First 2010 wine from the clever cousins
Okay, it does ring up marketing razzmatazz, but the Four Cousins beat the pack with the first 2010 wine on the shelves. They can merrily sound a few more bells.
Cheers to the Four Cousins Light Natural Sweet Rosé 2010, a clever wine that no doubt will add to the remarkable success of this fast-growing local brand, invented by the enterprising Retief cousins of the Van Loveren winery out in Robertson.
The wine, a chirpy Valentine pink, hits the wine store shelves this week, at a time when harvesting has not even begun in certain regions. It joins the Four Cousins Extra Light White, which has clocked up good sales for the largest family-owned local winery. Both wines carry a Weigh-Less endorsement in the form of a clearly-defined bottle sticker - another stroke of marketing suss.
Of course, the ‘me-first’ in wine launches has lost a little shine in recent years (remember those jolly beaujolais nouveau-esqe gamay parties of yesteryear?), but it still makes for zippy soft news.

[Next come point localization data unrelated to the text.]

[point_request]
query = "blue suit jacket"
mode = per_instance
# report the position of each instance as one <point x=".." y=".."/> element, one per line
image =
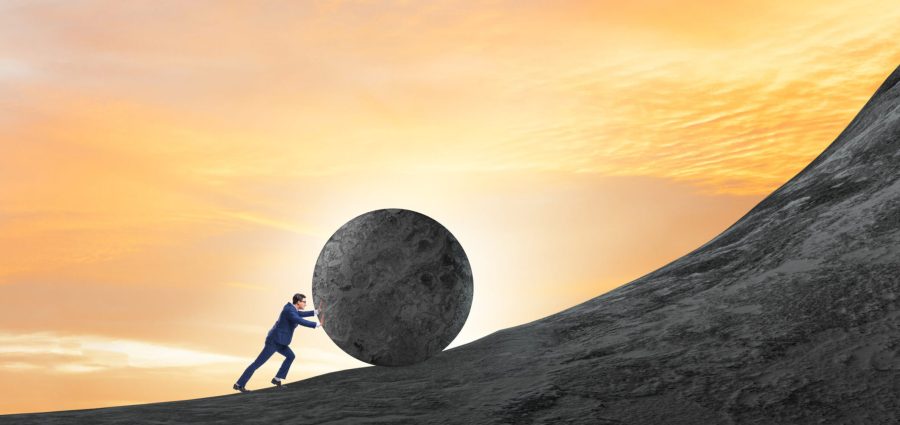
<point x="283" y="330"/>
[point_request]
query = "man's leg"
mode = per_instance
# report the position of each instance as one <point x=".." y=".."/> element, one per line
<point x="267" y="352"/>
<point x="285" y="351"/>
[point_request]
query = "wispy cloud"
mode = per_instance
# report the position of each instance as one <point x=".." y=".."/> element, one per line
<point x="88" y="353"/>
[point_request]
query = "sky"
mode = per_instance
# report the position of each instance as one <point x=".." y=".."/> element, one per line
<point x="169" y="171"/>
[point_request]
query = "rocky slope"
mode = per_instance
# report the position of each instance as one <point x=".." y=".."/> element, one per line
<point x="790" y="316"/>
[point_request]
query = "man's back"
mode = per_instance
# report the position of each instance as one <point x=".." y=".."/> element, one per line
<point x="282" y="331"/>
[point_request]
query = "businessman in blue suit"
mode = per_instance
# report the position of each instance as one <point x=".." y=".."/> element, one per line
<point x="278" y="339"/>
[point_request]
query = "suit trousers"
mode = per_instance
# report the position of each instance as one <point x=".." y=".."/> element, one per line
<point x="270" y="348"/>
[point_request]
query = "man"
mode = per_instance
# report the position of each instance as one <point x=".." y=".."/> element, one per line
<point x="278" y="339"/>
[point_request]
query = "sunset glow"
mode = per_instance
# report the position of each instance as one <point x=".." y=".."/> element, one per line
<point x="170" y="170"/>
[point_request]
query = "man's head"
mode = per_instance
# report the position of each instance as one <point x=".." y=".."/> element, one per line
<point x="299" y="301"/>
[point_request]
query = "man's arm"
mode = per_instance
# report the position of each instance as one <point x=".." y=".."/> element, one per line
<point x="296" y="317"/>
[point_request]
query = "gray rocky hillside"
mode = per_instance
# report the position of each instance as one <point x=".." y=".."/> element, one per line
<point x="790" y="316"/>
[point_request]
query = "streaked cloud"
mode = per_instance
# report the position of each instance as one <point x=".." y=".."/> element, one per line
<point x="188" y="160"/>
<point x="88" y="353"/>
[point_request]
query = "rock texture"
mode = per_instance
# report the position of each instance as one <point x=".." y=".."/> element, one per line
<point x="394" y="287"/>
<point x="790" y="316"/>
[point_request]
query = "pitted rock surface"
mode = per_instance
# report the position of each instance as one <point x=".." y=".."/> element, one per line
<point x="395" y="287"/>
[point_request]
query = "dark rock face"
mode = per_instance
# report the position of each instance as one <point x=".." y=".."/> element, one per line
<point x="790" y="316"/>
<point x="395" y="287"/>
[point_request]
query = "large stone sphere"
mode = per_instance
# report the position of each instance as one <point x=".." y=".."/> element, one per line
<point x="393" y="286"/>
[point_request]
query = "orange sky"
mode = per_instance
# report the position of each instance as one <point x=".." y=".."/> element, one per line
<point x="170" y="170"/>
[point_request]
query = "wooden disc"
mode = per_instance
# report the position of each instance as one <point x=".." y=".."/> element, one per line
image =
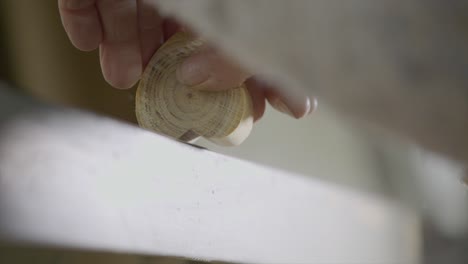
<point x="168" y="107"/>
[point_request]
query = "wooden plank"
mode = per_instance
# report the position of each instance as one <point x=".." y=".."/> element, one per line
<point x="76" y="180"/>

The man behind these ideas is managing director Phillip Retief, one of the four Retief cousins (Hennie, Bussell and Neil are the others) who run the family wine business. The Four Cousins range - which stands apart from the Van Loveren and other labels - is the largest bottled wine brand in South Africa. It has steadily increased sales by launching new products, well-priced and aimed at the widest wine-buying audience. A bottle-fermented sparkler recently also joined the range. The use of the four cousins’ faces and profiles (a witty angle to the lights) on the labels has worked extremely well in the market. It seems to connect spot-on with the ordinary wine-drinking public.
South Africa’s first bottled wine from the 2010 vintage comprises a blend of 80 percent white muscadel and 20 percent pinotage. It has 35.3 grams per litre residual sugar. Like the Extra Light White (a blend of white muscadel and fernão pires), the alcohol is 9 percent - hence the Weigh-Less endorsement. Although not overly complex, both wines are crisply drinkable - and the supermarket-shopping public out there loves it. At under R30 (at Ultra) it certainly sells well - and now even those with a little more around the waist will be happy to buy a rosy bottle.